Cave Spiders


The cave spider Meta menardii is very common in central Europe.
Cave spider Meta menardii which just left its old skin.

Spiders are very common in caves. Some spider species live on the surface in dark and damp places, so cave entrances make little difference. Thus, most cave spiders are troglophiles or cave-loving animals. Nevertheless, they are partly adapted to the lightless environment, for example with elongated front legs that improve the sense of touch. Since spiders feed on other insects, their occurrence is obviously limited to caves where there is a sufficient food supply. In Central Europe, these are mosquitoes and moths that spend the night or hibernate in the cave. Cave spiders are also very common in caves with larger bat colonies. The guano, food remains of the bats and also dead bats are the food basis of a whole ecosystem of insects up to spiders.

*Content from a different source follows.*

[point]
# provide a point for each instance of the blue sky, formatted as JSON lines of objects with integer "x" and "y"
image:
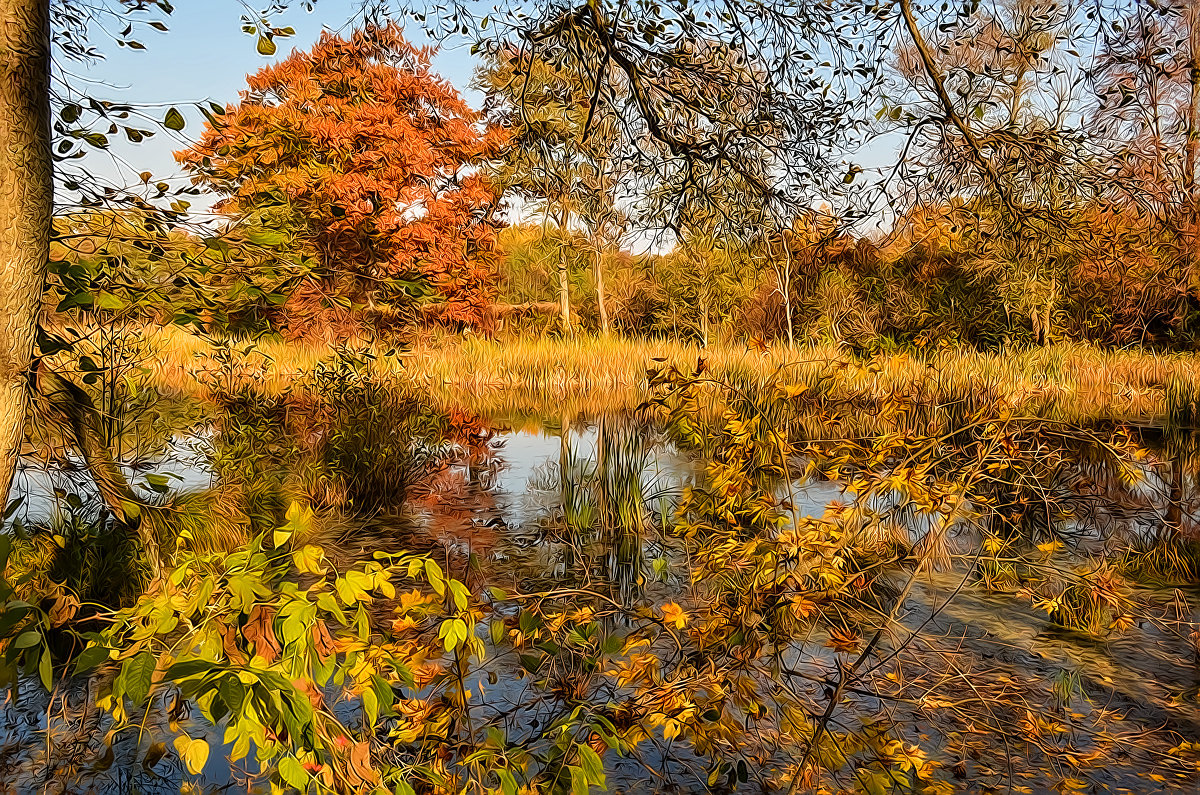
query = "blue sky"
{"x": 205, "y": 55}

There is also a rather amusing anecdote to tell about Meta menardii. In 2001, British Telecom engineers working on the grounds of Windsor Castle discovered a colony of cave spiders living in pipes and shafts. These were wrongly described as swarms of aggressive spiders up to 9cm in size. The BBC wrote "Venomous spiders nest near Queen's home". And it quoted a leading entomologist who assumed they were venomous. He speculated, obviously without having seen the spiders himself, that it was "possibly a new species or a species of spider previously thought to have been extinct for thousands of years". This triggered a media spectacle, but the correction was probably somewhat overlooked.